Im Folgenden zeige ich eine einfache Überschlagsrechnung, mit der Sie die Reichweite Ihrer Online-Clippings für Ihr PR-Reporting besser einschätzen können.
Wenn es darum geht, die Reichweite eines Online-Clippings in Publikumsmedien zu bestimmen, erhält man oftmals keine guten Zahlen. Häufig werden in der Medienbeobachtung verlegenheitshalber schlicht die monatlichen Visits des gesamten Portals angegeben, auf dem die Veröffentlichung stattfand.
Das ist natürlich kein Maß für die Reichweite des einzelnen Artikels und nicht einmal eine gute Kennzahl, um den eigenen Erfolg über einen längeren Zeitraum zu vergleichen. Denn neben der reinen Bruttoreichweite des News-Portals spielt es eine enorme Rolle, wie viele Artikel darauf erscheinen und wo der Artikel mit Ihrer PR-Botschaft wie lange stand.
Reichweite eines Online-Clippings: 15 % der monatlichen Page Impressions / Anzahl der monatlichen Artikel
So erhalten Sie eine grobe Einschätzung der Reichweite Ihrer digitalen Veröffentlichungen auf Fremdportalen im Rahmen Ihrer PR-Aktivitäten: Von den gesamten monatlichen Page Impressions des Portals ziehen Sie 85 % ab.
Begründung: Diese entfallen auf Evergreen-Artikel und interne Content-Promotion für ältere Artikel (das Archiv, zu dem Ihr Artikel evtl. auch bald gehört, was wir aber unberücksichtigt lassen), auf Bildergalerien und sonstige Klickschindereien.

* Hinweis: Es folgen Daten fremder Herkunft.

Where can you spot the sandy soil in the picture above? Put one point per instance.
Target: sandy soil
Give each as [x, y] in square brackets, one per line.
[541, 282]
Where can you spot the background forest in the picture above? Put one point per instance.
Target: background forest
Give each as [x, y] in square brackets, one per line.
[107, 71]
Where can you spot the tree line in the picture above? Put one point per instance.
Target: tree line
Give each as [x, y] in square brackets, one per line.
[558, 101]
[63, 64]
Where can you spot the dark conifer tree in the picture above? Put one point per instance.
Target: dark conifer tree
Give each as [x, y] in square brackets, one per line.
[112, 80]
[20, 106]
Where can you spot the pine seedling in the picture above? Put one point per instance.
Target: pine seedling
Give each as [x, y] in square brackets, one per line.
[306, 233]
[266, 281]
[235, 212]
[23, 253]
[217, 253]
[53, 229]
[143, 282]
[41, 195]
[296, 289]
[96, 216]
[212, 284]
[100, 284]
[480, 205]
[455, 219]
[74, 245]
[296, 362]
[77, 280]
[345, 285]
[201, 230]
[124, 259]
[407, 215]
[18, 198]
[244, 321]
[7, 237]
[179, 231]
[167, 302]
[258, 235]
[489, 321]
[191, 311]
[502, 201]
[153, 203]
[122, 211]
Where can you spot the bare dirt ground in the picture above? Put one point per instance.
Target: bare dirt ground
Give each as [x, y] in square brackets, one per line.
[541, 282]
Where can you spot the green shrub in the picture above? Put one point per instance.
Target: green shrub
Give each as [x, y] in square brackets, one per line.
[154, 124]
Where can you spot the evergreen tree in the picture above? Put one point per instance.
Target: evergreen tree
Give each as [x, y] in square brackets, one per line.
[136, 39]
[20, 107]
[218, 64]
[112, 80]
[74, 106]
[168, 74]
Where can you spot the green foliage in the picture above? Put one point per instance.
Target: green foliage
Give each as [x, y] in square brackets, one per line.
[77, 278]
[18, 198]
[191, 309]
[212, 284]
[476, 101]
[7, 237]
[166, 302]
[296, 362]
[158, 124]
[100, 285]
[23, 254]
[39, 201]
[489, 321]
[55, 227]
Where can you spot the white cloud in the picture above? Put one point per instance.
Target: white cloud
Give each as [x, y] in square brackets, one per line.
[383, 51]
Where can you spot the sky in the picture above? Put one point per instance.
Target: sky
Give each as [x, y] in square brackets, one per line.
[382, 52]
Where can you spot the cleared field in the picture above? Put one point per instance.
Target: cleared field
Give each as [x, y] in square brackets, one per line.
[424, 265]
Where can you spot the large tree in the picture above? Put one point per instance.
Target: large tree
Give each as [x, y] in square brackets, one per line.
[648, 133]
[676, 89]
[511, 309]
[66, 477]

Darüber hinaus ist die Verteilung der Reichweite pro Artikel sehr ungleich - vermutlich werden Sie meistens in der Masse der eher dünnblütigen Artikel vorkommen. Die Mehrheit Ihrer Clippings werden mittelwichtige News sein, die nach etwa 10 Tagen kaum noch Traffic generieren. Sollten Sie es in eine Langzeit-News geschafft haben, die die Redaktion regelmäßig aktualisiert, ist wohl etwa 50 Tage nach Veröffentlichung Schluss, typisch sind Gerüchte zu Produktlaunches: Die Redaktion berichtet zum Beispiel einige Wochen davor; danach bringt die News noch 10 Tage signifikanten Traffic.

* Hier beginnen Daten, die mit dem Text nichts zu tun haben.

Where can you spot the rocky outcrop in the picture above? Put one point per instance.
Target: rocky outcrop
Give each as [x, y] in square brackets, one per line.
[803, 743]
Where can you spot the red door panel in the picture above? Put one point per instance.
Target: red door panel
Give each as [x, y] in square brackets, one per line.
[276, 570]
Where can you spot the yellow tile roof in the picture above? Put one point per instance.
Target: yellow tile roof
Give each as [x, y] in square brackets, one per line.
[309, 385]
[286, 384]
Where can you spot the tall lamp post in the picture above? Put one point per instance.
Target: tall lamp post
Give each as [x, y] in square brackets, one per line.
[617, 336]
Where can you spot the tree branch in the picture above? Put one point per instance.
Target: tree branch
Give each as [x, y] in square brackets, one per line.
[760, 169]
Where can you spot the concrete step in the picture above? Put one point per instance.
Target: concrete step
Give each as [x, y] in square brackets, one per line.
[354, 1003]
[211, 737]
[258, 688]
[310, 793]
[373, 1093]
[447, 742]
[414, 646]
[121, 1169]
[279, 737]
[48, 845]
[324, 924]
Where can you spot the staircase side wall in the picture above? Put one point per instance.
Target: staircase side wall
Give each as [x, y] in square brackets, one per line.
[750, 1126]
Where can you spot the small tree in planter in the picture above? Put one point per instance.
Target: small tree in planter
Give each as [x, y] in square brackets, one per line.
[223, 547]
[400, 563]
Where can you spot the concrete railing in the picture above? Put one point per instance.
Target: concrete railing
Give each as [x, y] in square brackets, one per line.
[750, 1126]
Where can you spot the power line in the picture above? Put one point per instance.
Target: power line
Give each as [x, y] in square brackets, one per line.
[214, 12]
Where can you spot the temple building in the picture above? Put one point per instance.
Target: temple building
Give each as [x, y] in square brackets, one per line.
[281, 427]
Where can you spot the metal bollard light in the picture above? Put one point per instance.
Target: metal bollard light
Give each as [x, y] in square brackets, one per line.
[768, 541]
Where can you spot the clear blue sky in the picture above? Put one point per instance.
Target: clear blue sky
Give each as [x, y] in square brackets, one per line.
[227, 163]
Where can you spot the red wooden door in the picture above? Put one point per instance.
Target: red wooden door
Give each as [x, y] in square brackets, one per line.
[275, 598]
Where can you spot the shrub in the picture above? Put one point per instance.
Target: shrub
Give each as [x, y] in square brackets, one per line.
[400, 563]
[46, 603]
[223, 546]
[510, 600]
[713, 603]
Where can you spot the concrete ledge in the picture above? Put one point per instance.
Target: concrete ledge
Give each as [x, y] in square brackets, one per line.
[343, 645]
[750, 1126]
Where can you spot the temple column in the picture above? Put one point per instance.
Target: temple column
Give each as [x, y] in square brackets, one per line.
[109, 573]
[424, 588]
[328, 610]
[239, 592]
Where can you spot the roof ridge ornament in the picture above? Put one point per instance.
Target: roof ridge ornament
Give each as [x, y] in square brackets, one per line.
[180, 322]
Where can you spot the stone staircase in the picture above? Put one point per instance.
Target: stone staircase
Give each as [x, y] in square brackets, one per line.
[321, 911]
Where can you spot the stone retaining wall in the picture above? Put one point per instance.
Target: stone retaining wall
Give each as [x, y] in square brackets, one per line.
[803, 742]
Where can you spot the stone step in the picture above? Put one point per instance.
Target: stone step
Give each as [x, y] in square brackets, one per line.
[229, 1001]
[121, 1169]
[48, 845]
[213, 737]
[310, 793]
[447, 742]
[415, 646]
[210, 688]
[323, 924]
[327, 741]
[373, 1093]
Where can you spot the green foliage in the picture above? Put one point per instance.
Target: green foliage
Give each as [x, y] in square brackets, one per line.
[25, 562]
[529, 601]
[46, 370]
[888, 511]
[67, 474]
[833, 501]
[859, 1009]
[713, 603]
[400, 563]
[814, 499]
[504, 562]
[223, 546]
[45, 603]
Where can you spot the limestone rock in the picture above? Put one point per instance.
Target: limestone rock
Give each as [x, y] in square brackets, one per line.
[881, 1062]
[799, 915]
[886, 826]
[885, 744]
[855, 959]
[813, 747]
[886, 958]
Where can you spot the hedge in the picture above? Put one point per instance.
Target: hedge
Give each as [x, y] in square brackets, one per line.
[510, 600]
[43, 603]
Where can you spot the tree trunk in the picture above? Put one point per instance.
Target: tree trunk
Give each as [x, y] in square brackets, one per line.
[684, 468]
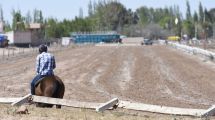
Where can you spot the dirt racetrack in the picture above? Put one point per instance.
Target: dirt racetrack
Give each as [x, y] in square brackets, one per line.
[148, 74]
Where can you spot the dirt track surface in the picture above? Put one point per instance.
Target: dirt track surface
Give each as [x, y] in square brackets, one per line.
[147, 74]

15 Prozent der Page Impressions pro Monat geteilt durch die Anzahl der neuen Artikel pro Monat ergibt einen ungefähren Näherungswert für die Reichweite Ihrer Online-Veröffentlichung.
Man weiß danach, wie viele Page Impressions ein Artikel erhält. Da man davon ausgehen kann, dass niemand einen Artikel doppelt liest, können wir diese Zahl mit der Anzahl der Personen, die ihn gelesen haben, gleichsetzen. Wenn ein Artikel aufgerufen wird, dann in den meisten Fällen von unterschiedlichen Personen.

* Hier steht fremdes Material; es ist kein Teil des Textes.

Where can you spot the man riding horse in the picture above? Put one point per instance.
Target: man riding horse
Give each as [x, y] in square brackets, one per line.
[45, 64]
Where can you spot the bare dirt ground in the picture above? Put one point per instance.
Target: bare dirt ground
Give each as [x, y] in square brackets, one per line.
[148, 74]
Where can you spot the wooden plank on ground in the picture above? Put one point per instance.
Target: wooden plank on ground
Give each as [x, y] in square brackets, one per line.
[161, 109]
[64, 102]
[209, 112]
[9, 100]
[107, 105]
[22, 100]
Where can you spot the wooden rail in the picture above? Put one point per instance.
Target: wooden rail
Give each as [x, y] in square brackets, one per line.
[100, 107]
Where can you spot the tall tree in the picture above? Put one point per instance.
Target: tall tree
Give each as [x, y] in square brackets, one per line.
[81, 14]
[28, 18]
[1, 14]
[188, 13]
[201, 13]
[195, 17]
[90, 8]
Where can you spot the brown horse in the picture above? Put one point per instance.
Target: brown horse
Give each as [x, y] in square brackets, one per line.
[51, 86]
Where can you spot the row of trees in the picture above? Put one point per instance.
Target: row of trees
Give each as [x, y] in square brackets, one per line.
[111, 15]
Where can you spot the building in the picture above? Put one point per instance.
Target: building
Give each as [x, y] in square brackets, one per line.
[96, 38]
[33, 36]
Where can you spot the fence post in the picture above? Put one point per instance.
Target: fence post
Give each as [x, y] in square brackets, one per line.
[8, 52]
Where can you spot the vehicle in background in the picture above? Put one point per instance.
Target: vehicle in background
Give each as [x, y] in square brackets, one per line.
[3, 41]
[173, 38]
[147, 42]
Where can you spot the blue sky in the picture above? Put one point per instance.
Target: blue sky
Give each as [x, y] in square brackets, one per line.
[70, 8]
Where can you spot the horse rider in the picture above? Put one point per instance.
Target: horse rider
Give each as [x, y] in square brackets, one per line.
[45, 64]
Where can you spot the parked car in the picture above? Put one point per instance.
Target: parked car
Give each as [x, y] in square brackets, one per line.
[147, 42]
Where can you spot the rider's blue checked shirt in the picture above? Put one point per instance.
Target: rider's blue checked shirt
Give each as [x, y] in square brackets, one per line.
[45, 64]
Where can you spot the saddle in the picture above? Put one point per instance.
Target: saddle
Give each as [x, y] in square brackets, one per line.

Natürlich ist dieser Wert nicht mehr als eine grobe Annäherung. Trotzdem ist dies eine brauchbare, einfache Indikation zur tatsächlichen Reichweite Ihrer digitalen Sichtbarkeit auf fremden Newsportalen, auf deren Analytics-Tools Sie keinen Zugriff haben und über die Sie nichts weiter erfahren können.
Anzahl der Page Impressions herausfinden
Die Page Impressions finden Sie
- in den Mediadaten des jeweiligen Mediums
- bei der IVW (Nutzungsrechte beachten)
- als Schätzwert bei Similarweb
Hier müssen Sie die Visits mit den Page Impressions pro Visit multiplizieren.
Anzahl der Artikel pro Monat ungefähr bestimmen
Falls Sie die Anzahl der Artikel pro Monat nicht ermitteln können (was der Regelfall sein dürfte), dann rechnen Sie mit folgenden Werten - für die wieder gilt: sehr grobe, aber wohl im Schnitt konservative Näherung (= Artikelanzahl zu hoch angesetzt), trotzdem brauchbar für klassische Medien (für Blogger wiederum dürften andere Werte gelten):
Monatliche Portal-Visits | Artikel pro Monat |
< 0,1 Mio. | 50 |
0,1 - 0,5 Mio. | 250 |
0,5 - 1 Mio. | 500 |
1 - 2,5 Mio. | 750 |
2,5 - 10 Mio. | 1.000 |
> 10 Mio. | 1.250 |
Es kommen also im Regelfall jeweils ein paar tausend tatsächliche Artikelviews pro Clipping dabei heraus, zumindest bei den großen Playern. Ist die Artikelzahl sehr gering, kann man sie häufig sogar schnell manuell zählen, um einen guten Durchschnittswert zu erhalten.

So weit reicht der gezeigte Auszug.